Another reason is the chance the $14 could be more. Although I'll find that out soon.


----------



## jaxbeachrides (May 27, 2015)

$14. $5 is the secondary add on that rounds it up to $20.


----------



## Alltel77 (Mar 3, 2019)

Well, it's been an hour.


----------



## reg barclay (Nov 3, 2015)

Alltel77 said:


> Well, it's been an hour.


The final amount was about $1 more.


----------



## Alltel77 (Mar 3, 2019)

reg barclay said:


> The final amount was about $1 more.


Oh, well.


----------



## PukersAreAlwaysYourFault (Mar 25, 2021)

No.


----------



## Uberisfuninlv (Mar 22, 2017)

If it’s somewhere that doesn’t require a drive thru visit and I know they are usually pretty quick, why not take the easy $5 for less than 10 minutes of work 

can also keep the other delivery apps on while making this one and get another one right after


----------



## MyJessicaLS430 (May 29, 2018)

Several factors come to play. For example, whether the $14 order will bring you to a dead zone, the restaurant of the $5 order always get the food ready on time, etc. My humble opinion is that there is never a solution that fits all scenarios.


----------



## Ms. Mercenary (Jul 24, 2020)

If $14 was an UE delivery, I’d take that. If DD, I’d take the $5. Caveat being location/restaurant.


----------



## FL_Steve (Dec 17, 2021)

reg barclay said:


> $14.00 for 6 miles or $5 for 0.8 miles?

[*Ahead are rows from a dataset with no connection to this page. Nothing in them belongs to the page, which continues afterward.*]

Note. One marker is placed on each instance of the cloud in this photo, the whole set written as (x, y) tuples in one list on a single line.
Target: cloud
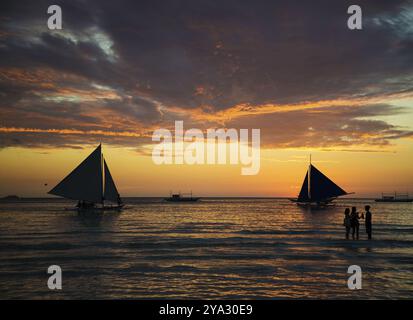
[(291, 68)]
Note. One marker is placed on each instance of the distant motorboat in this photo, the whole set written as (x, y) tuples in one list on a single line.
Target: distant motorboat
[(178, 197), (317, 189), (91, 184), (10, 198), (396, 197)]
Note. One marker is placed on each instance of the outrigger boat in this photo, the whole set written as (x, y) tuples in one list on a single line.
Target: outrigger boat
[(396, 197), (317, 189), (91, 184), (180, 197)]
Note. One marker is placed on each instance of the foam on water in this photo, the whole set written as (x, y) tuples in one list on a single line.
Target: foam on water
[(217, 248)]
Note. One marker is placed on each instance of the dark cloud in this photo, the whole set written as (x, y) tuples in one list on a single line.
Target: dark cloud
[(120, 65)]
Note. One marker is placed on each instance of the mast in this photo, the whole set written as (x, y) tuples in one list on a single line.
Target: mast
[(309, 179)]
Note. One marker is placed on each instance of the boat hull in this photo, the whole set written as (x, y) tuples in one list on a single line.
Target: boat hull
[(393, 200), (181, 199), (98, 209), (321, 204)]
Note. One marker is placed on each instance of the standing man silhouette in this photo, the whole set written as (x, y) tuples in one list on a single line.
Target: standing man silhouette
[(368, 221)]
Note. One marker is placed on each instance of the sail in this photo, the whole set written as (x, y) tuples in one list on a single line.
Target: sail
[(111, 193), (303, 196), (85, 182), (321, 187)]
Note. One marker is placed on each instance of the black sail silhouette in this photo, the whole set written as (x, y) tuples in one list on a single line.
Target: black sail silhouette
[(90, 181), (85, 182), (318, 188)]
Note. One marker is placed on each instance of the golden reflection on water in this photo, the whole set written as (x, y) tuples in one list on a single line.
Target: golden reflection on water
[(212, 249)]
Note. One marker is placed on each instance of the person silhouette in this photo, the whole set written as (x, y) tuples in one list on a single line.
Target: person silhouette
[(355, 224), (368, 221), (347, 222)]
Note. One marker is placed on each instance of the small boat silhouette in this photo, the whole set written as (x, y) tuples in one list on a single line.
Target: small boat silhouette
[(179, 197), (396, 197), (91, 184), (317, 189)]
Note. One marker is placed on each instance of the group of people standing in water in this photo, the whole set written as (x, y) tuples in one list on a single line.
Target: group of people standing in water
[(352, 222)]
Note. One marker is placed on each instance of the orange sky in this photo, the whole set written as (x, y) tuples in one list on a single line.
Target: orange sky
[(24, 172)]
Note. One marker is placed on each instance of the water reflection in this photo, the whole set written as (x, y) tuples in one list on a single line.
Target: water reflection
[(213, 249)]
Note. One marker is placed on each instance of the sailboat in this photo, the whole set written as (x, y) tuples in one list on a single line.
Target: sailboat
[(91, 184), (317, 189)]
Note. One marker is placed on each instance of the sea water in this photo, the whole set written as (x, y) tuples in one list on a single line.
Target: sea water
[(214, 248)]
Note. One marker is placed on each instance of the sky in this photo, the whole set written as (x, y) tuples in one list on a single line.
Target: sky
[(118, 70)]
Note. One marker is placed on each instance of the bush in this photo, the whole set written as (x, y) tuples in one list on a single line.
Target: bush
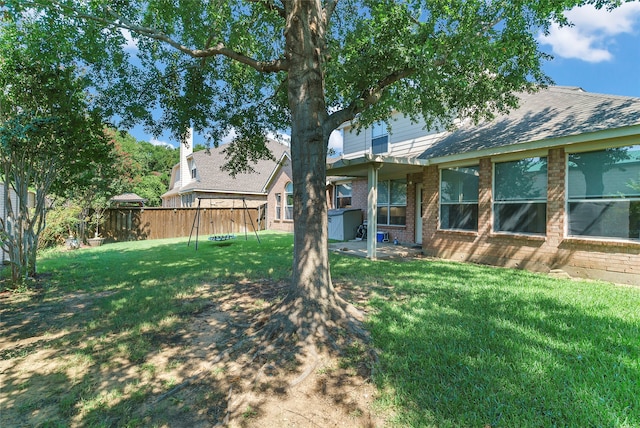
[(62, 221)]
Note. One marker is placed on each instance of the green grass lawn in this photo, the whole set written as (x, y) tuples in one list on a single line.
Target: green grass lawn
[(458, 344)]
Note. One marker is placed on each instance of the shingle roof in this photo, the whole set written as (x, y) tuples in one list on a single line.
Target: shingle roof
[(212, 178), (128, 197), (550, 113)]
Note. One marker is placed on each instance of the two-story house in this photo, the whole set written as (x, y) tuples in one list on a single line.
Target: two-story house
[(199, 175), (554, 184)]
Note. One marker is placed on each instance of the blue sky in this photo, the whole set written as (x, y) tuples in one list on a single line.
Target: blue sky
[(600, 53)]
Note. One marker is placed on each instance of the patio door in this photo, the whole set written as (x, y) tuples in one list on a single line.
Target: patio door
[(418, 214)]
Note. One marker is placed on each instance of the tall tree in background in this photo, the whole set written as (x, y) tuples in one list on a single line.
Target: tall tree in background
[(254, 66), (48, 136)]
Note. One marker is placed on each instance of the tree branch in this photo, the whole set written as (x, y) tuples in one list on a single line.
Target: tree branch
[(367, 98), (329, 9), (269, 4), (119, 21)]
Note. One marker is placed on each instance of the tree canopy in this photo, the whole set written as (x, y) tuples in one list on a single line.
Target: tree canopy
[(49, 138)]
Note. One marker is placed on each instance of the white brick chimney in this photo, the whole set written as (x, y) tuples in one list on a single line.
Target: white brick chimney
[(186, 149)]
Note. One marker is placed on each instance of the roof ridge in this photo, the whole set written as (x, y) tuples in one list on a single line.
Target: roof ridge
[(576, 90)]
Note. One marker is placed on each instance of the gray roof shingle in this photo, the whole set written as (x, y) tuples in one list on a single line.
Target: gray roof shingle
[(212, 178), (551, 113)]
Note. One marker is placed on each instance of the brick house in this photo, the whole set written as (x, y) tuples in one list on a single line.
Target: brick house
[(554, 184), (199, 176)]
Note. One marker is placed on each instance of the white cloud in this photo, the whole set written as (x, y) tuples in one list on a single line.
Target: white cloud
[(335, 141), (130, 44), (593, 32), (157, 142)]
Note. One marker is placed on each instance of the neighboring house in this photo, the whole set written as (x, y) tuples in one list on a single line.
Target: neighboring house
[(127, 200), (199, 175), (4, 210), (555, 184)]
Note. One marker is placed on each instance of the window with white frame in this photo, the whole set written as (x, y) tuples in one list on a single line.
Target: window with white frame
[(603, 193), (459, 198), (187, 200), (278, 206), (392, 202), (379, 138), (343, 195), (520, 196), (288, 209)]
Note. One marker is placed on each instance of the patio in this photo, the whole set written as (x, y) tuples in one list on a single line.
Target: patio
[(385, 250)]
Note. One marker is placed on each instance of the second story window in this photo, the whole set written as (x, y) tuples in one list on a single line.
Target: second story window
[(379, 138), (343, 195), (288, 211)]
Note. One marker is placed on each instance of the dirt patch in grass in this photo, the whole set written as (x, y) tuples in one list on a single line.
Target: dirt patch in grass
[(59, 366)]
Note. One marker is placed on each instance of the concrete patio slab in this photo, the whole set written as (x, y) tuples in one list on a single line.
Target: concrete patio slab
[(385, 250)]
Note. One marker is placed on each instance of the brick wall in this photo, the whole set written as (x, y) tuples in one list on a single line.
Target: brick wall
[(617, 261)]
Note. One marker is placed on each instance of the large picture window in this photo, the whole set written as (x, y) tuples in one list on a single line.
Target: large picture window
[(520, 196), (379, 138), (604, 193), (459, 198), (288, 209), (343, 195), (392, 202)]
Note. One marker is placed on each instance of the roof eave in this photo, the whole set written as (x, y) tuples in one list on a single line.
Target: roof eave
[(569, 141)]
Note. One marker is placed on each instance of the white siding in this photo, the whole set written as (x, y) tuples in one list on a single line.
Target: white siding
[(406, 139)]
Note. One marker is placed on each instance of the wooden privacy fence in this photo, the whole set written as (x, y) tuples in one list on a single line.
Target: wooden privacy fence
[(131, 224)]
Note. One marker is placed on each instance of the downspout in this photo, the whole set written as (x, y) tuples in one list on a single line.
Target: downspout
[(372, 210)]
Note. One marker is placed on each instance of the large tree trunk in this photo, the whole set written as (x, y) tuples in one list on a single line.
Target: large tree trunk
[(312, 296)]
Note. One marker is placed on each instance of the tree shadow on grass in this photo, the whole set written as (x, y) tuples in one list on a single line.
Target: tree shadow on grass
[(113, 332)]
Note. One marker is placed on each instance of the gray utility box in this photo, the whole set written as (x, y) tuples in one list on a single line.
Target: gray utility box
[(343, 223)]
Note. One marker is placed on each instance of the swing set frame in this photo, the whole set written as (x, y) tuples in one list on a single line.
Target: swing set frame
[(196, 222)]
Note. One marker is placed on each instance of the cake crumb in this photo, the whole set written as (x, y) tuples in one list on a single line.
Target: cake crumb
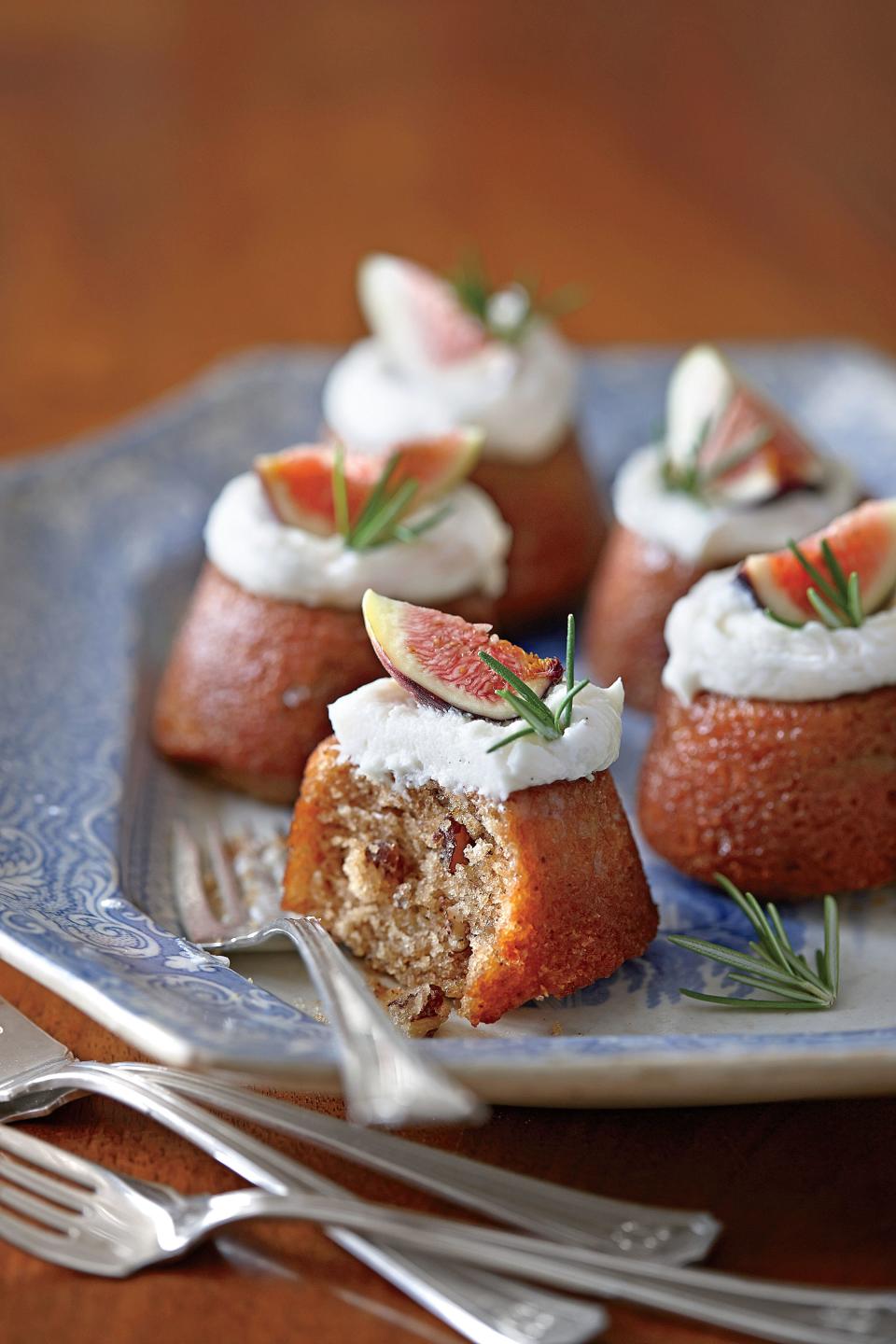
[(422, 1011)]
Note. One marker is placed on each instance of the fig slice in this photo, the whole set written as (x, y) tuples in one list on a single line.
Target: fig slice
[(299, 482), (862, 540), (434, 656), (702, 385), (742, 448), (752, 454), (415, 314)]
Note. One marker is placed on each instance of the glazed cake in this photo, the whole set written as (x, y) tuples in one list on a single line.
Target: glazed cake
[(274, 629), (438, 357), (731, 476), (774, 751), (493, 874)]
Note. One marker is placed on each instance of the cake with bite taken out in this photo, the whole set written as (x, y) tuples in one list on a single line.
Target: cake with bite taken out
[(453, 845), (274, 629), (731, 476), (774, 750), (445, 353)]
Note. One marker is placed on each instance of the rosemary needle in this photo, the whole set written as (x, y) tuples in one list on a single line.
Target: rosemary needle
[(382, 519), (773, 964), (546, 723), (835, 601)]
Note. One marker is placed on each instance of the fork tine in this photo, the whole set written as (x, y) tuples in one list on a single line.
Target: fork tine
[(229, 889), (38, 1209), (33, 1239), (49, 1159), (34, 1181)]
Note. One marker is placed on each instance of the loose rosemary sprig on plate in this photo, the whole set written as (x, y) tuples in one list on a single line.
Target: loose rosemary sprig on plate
[(773, 964), (507, 312), (381, 519), (841, 604), (546, 723)]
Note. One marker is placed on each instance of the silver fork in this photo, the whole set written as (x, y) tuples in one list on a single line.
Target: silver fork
[(385, 1077), (93, 1219), (42, 1077), (486, 1308)]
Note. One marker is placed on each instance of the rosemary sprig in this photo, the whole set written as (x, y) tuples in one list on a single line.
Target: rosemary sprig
[(692, 479), (773, 964), (837, 602), (483, 300), (382, 518), (546, 723)]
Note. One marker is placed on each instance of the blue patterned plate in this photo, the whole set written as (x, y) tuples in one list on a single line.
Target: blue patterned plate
[(98, 549)]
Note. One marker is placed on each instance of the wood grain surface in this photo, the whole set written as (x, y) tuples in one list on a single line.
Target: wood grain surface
[(187, 177)]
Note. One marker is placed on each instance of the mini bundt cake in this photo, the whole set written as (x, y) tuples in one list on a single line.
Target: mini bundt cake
[(448, 353), (730, 477), (274, 629), (774, 750), (496, 873)]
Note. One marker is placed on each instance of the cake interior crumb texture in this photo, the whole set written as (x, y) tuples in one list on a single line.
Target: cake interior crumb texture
[(493, 902)]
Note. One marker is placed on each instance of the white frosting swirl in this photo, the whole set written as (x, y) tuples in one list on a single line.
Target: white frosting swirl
[(712, 535), (390, 736), (522, 396), (465, 553), (719, 640)]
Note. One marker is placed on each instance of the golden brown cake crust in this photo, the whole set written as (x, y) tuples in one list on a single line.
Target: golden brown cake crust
[(248, 679), (569, 901), (559, 525), (788, 800), (632, 595)]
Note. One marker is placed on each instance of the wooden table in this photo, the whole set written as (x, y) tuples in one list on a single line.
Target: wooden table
[(184, 179)]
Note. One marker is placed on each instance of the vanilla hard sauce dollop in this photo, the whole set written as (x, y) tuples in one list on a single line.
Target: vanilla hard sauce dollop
[(464, 553), (523, 396), (391, 738), (712, 535), (721, 640)]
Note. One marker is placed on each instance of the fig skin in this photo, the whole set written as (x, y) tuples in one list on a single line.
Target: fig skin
[(864, 540)]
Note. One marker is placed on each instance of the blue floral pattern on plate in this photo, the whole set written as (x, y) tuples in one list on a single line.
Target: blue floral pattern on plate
[(98, 549)]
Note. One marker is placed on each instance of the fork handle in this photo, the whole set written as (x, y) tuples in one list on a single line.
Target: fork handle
[(485, 1307), (767, 1309), (387, 1081), (538, 1206)]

Why not both? Knock off the 0.8 miles first. Then the other.


----------



## Timlee252525 (Apr 14, 2020)

reg barclay said:


> $14.00 for 6 miles or $5 for 0.8 miles?


Accept none!


----------



## Rickos69 (Nov 8, 2018)

reg barclay said:


> $14.00 for 6 miles or $5 for 0.8 miles?


$14 for 6 is excellent.
Could DD please give me only $14 for 6 orders? Pretty please!!!
Back to back if possible!!!


----------



## reg barclay (Nov 3, 2015)

Ms. Mercenary said:


> If $14 was an UE delivery, I’d take that. If DD, I’d take the $5. Caveat being location/restaurant.


That's exactly how it was!

Both restaurants are usually ready straight away or within a few minutes. The main downside of the $14 one was it took me a few miles out of the area. But I ended up getting another ping after driving halfway back.


----------



## Ms. Mercenary (Jul 24, 2020)

reg barclay said:


> That's exactly how it was!
> 
> Both restaurants are usually ready straight away or within a few minutes. The main downside of the $14 one was it took me a few miles out of the area. But I ended up getting another ping after driving halfway back.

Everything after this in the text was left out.